Algunas, que rechazan la vacunación, lograron frenar el avance presentando cartas fundamentadas, y sus casos no prosperaron. Pero otras no tuvieron la misma suerte: fueron judicializadas. A la fecha tenemos conocimiento de al menos siete procesos en curso.
El dato clave no tardó en aparecer: todas las denuncias parten del mismo origen: el prestador de salud donde se atienden los niños.
Entonces surgen preguntas incómodas: ¿por qué? ¿Qué cambió?
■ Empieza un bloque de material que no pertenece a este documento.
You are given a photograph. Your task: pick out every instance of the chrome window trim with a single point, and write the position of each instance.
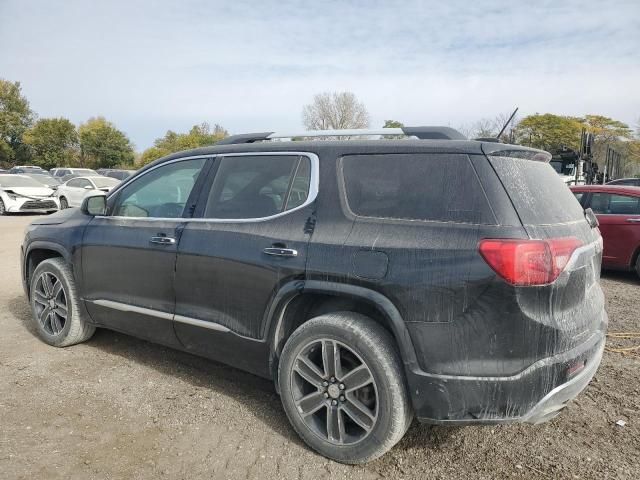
(125, 307)
(314, 187)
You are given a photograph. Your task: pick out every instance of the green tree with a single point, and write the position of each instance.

La respuesta está en las “metas asistenciales” que son incentivos económicos que el Ministerio de Salud Pública (MSP) otorga a los prestadores de salud por el cumplimiento de objetivos concretos orientados a mejorar la calidad de la atención. Establecidas en la ley que creó el Sistema Nacional Integrado de Salud, se revisan y actualizan periódicamente —habitualmente cada dos años— en función de las prioridades sanitarias y los resultados observados. En las metas del bienio 2024-2025, que coincide con las denuncias presentadas ante los juzgados, se introdujo un indicador específico para medir el esfuerzo de cada prestador por lograr aumentar su tasa de cobertura del esquema vacunal. Ver instructivo, págs. 17 a 22: “Indicador 1.4) COBERTURA VACUNAL DEL ESQUEMA OBLIGATORIO”.
Es decir: se instala un incentivo económico directo para los prestadores que aplican las vacunas indicadas por el MSP.
A la luz de esto, el relato del “interés superior del niño” empieza a resquebrajarse. Lo que se presenta como protección de derechos encubre, en los hechos, un mecanismo de presión institucional donde ASSE y prestadores como CAMEC tienen un interés concreto en aumentar sus indicadores. Y cuando ese objetivo no se cumple, aparece la denuncia y, detrás, el aparato judicial como herramienta de coerción.
No estamos ante casos aislados. Estamos ante un patrón. Frente a esto, los abogados que defienden esas familias, se organizaron en un colectivo que al compartir conocimiento y estrategias, consolidaron un equipo experto.
Un sistema donde la decisión médica deja de ser un vínculo clínico y pasa a estar mediada por métricas, incentivos y sanciones. Donde el desacuerdo de una familia no se discute: se judicializa.
Frente a esta situación, el 30 de abril presentamos una denuncia ante la Institución Nacional de Derechos Humanos y Defensoría del Pueblo (INDDHH) para poner en evidencia el conflicto de interés estructural que atraviesa todos estos casos.
No se trata solo de decisiones clínicas ni de protección de derechos: están en juego intereses institucionales concretos de los prestadores y del propio MSP.
Un ejemplo que detallamos en la denuncia lo deja en claro. En uno de los procesos judiciales, el MSP mandató a declarar a la directora de la Unidad de Inmunizaciones —integrante además de la Comisión Nacional Asesora de Vacunaciones— para defender la vacunación. Lo hizo sin que se transparentara un elemento clave: su rol simultáneo como tesorera del Comité de Vacunas de la Sociedad Uruguaya de Pediatría, que recibe financiamiento de los fabricantes de vacunas. Ver afiches de sus actividades entre 2016 y 2024 con los logos de los laboratorios, aquí.
Es decir, quien comparece como “voz técnica” no es una figura neutral, sino una persona inserta en estructuras que promueven activamente la política vacunal y en otras con respaldo de los proveedores de las vacunas.
Cuando quienes diseñan, promueven y evalúan una política son, al mismo tiempo, quienes la defienden en sede judicial sin declarar sus vínculos con la industria, el problema deja de ser individual. Pasa a ser institucional.
Y en ese terreno, hablar de “interés superior del niño” sin exponer estos entramados no es una garantía de derechos: es, como mínimo, una omisión grave.
El 6 de mayo fuimos convocados por el equipo de Denuncias de la INDDHH. La delegación de LSuy estuvo integrada por uno de los asesores letrados que conforman el equipo constituido por los que patrocinan los casos denunciados. La denuncia quedó registrada por expediente identificado con el número 2026/1/38/0000540. El texto está disponible aquí.